Again teenage Flash with no internet was not privy to any of the drama. The only thing I can tell you is that as an avid listener of hip-hop at the time “The Gas Face” turned me on to 3rd Bass, and “The Cactus Album” turned me on to the group as a whole. Even though the trio was not meant to be long lived due to creative differences between Pete Nice and Serch, this was the first of two back to back albums that still hold up as hip-hop classics decades later. Any song could have been a single but the ones that WERE singles were monsters. “Brooklyn-Queens” pulled off the nearly impossible feat of being absurdly funny AND dope as fuck. “Feeling on the bulge, thinking it’s her own/I tell her it’s money and she should move on”.
Another irony of the feud between 3rd Bass and the Beastie Boys is the pounding dance floor jam “Steppin’ to the A.M.” The Bomb Squad track was a guaranteed excuse for even the most akwardly coordinated white nerd (which I was) to get on the floor and bust moves, and the glue that held the break together was a sample from “Time to Get Ill” you’ll all recognize.
As noted though the non-singles on “The Cactus Album” are just as fresh though and perhaps moreso.
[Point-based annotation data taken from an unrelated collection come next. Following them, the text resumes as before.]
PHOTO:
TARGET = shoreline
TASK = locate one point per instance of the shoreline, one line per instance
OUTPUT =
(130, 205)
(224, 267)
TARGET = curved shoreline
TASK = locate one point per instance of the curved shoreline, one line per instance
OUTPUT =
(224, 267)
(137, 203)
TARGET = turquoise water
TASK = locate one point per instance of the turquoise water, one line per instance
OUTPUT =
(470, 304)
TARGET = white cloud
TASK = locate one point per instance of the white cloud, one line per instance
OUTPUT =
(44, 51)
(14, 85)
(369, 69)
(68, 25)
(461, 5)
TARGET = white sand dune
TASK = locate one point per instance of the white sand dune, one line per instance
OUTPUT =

The epic six minute long “Wordz of Wizdom” could be the pinnacle of 3rd Bass illing on the mic, trading off verses of their best punchlines and showing off how lyrically loquacious they are to a Sam Sever song with more layers than tiramisu. “Soul in the Hole” demands to be played at high volume, preferably in a residential neighborhood, and believe that young Flash was pushing his speakers past the breaking point.
History will definitely confuse the timeline of events as far as 3rd Bass is concerned. The pro black, anti-pop rap stance could be viewed by some as a response to Vanilla Ice, but “To the Extreme” came out almost a full year AFTER “The Cactus Album” hit stores. It wasn’t until their second album “Derelicts of Dialect” came out that they took their shot at Robert Van Winkle (and perhaps unwisely at Hammer again) lyrically. On their debut release they were simply stating their credentials as the kind of white guys who grew up around the block, went to the same clubs and night spots trying to get their break, probably being eyed with suspicion at times but paying their dues all the same until they earned respect throughout NYC. On authoritative songs like “Triple Stage Darkness” you can hear the confidence Nice and Serch speak with knowing they were bonafide NY rap masters, complete with a hook that scratched peers Rakim and Chuck D.
“How can hatred uplift a race?” Serch’s poignant question resonates just as much now and perhaps even moreso. I challenge you to find one poorly produced track, one poorly thought out lyrics, or even one skit that wasn’t at least funny or made you want to hit the skip button on “The Cactus Album“. People love to pose the hypothetical question of what albums you would want if you were stranded on a desert island for the rest of your life, and I can already tell you this 3rd Bass album is one of them. It’s a tough fight given the amount of gems that came out in this era of rap, but their debut album shines brighter than most.